On the day of the ill-fated selfie, I had also made the mistake of consuming a cold beverage. The consequences? A sore throat that transformed into a cold that worsened into a fever that deteriorated into a flu. That’s all. Also, four days of patience with the flu only rewarded me with some excruciating pain in the right side of my jaw. My wisdom teeth had found this very time of my life to attack me. So what if they were nothing but two tiny pieces of calcium and I was an adult, medium-sized human being? They had to make their existence known to me and this was to be done in the most painful manner imaginable. I was not one to back out either and answered them with a gruesome extraction with a gentle, yet smart dentist very well-acquainted with the likes of these. As they lay in front of me in a tray, I couldn’t help finding them cute. Cute little @#$@#$*@#*@#$.
But they had their revenge dear reader. You see, the aftermath of a gruesome tooth extraction isn’t quite pleasant. My right cheek stands swollen. I cannot use my right jaw at all. Speaking has been reduced to mumbling and I am consuming more medicines and painkillers than food at the moment.
If you have been wondering if the absence of my phone has done me any good, it hasn’t. I haven’t had the life-changing digital detox which one would usually expect in such situations. My final exam results can come out anytime soon and so, I need to have the quick information that the smartphone provides through the likes of Whatsapp. Also, the terrible fear of missing out brings me to the walls of Facebook more often than ever, through my mother’s tablet. Aside of these, just three days ago, I switched on Whatsapp through a spare old cellphone father used to use. My comeback after a week was…pathetic. I waited eagerly for texts. Notifications. I checked the old black nokia from time to time looking up whatsapp and facebook messenger to see who had replied, and who hadn’t. To see if someone cared about my big and small problems.

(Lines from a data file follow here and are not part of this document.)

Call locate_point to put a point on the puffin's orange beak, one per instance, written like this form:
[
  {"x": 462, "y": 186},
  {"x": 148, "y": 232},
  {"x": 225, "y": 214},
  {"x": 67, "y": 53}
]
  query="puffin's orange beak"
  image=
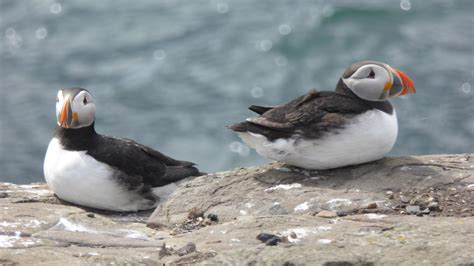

Well, if you have read till this point, you are blessed with a lot of patience. And probably, even compassion. Compassion, to be able to listen to some of my problems of the past week, inspite of being burdened with some of your own. To be able to listen to some minor inconveniences of my privileged life being called ‘problems’ when there are so many real problems plaguing this world and its other inhabitants in greater degree, with greater force. It’s funny how I say I have made you listen, when you have actually been reading. In any case, reader, you have listened enough and we must both leave.